Every once in a while, I stopped and rubbed my calf so that people would know I was walking because I was injured. The rest of the time, I just put one foot in front of the other and envisioned myself drinking a huge glass of water, eating Meat Lover’s Supreme Deep Dish from Slimmy Jim’s, putting ice on my head to quell the pounding headache, and then taking a long, deep nap. And while I was at it, I composed a pretty cool eighth-grade class president acceptance speech.
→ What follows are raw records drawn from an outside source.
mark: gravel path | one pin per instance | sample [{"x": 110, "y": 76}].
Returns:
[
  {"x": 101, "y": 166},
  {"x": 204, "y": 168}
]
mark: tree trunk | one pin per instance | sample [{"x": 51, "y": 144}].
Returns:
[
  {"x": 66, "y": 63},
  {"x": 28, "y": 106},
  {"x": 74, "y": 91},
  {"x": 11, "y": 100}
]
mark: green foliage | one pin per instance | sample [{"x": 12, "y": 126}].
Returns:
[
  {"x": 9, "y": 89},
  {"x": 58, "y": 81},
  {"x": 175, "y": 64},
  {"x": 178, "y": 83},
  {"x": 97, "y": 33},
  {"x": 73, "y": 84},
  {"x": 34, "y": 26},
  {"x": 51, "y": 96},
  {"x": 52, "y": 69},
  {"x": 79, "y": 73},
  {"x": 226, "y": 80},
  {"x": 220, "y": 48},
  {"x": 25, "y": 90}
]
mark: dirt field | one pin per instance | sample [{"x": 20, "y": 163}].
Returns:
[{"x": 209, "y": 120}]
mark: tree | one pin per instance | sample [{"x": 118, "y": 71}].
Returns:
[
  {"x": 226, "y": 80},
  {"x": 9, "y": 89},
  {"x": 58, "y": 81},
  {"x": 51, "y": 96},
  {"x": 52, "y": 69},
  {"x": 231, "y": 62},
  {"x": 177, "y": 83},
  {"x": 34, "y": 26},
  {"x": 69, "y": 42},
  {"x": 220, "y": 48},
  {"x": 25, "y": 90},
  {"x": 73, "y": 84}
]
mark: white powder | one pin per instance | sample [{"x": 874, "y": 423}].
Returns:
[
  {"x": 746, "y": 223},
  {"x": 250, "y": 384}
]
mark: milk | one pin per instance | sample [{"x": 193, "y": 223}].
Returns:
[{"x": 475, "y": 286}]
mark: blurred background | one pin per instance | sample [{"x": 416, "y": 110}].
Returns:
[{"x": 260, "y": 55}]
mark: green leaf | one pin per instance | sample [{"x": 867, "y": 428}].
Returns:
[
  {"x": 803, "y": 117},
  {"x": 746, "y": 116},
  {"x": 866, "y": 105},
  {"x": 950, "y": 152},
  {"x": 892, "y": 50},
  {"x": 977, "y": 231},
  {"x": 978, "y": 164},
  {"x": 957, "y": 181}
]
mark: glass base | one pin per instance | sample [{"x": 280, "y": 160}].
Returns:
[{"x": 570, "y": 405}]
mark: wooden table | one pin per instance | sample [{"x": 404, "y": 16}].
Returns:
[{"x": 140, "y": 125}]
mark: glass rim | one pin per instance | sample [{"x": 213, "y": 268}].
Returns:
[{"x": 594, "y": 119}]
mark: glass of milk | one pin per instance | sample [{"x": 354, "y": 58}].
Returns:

Hey, crazier things have happened.
* * *
Friends, Classmates, Countrymen, lend me your ears….
It is with great honor that I stand before you today, your humble servant and newest eighth grade class president.
When I first came to Del Heiny Junior High #13, I was much like you—a kid without a dream, without a goal, without hope…a Plum without a future. Then I discovered my calling, my talent, the reason I was put on this earth, and I realized that the key to my destiny had been within me the whole time. It just needed a little nudge, a little training. I did have a future, and that future was hot dogs. With that realization things tumbled my way—fame, riches, reputation, and, now, the presidency.
I am but a humble representative. My success is your success, and in voting for me, you have voted for yourselves. You have put your trust in me, and I am thankful. Rest assured that I feel my responsibility to my fans and fellow eighth graders. To you all, I pledge to be a president of action and change. My eyes are open to the things that need changing, and I am committed to making those changes. To that end, I, Sherman “Thuff Enuff” Thuff, eighth grade class president, hereby make three essential presidential promises:
Henceforth, all vending machines will dispense soda.
Thuff! Thuff! Thuff!
Henceforth, the cafeteria will stock mustard packets. And relish. Everyone’s always forgetting relish. Go, Green!
Thuff! Thuff! Thuff!
Henceforth, the school colors will be changed back to orange and blue, and the mascot will be the Galactic Warrior Royal Ranger!
Thuff! Thuff! Thuff!
And, most importantly, henceforth, all those caught dunking scrub doughnuts will be sentenced to wear embarrassing wrestling singletons at school—ALL day, EVERY day!!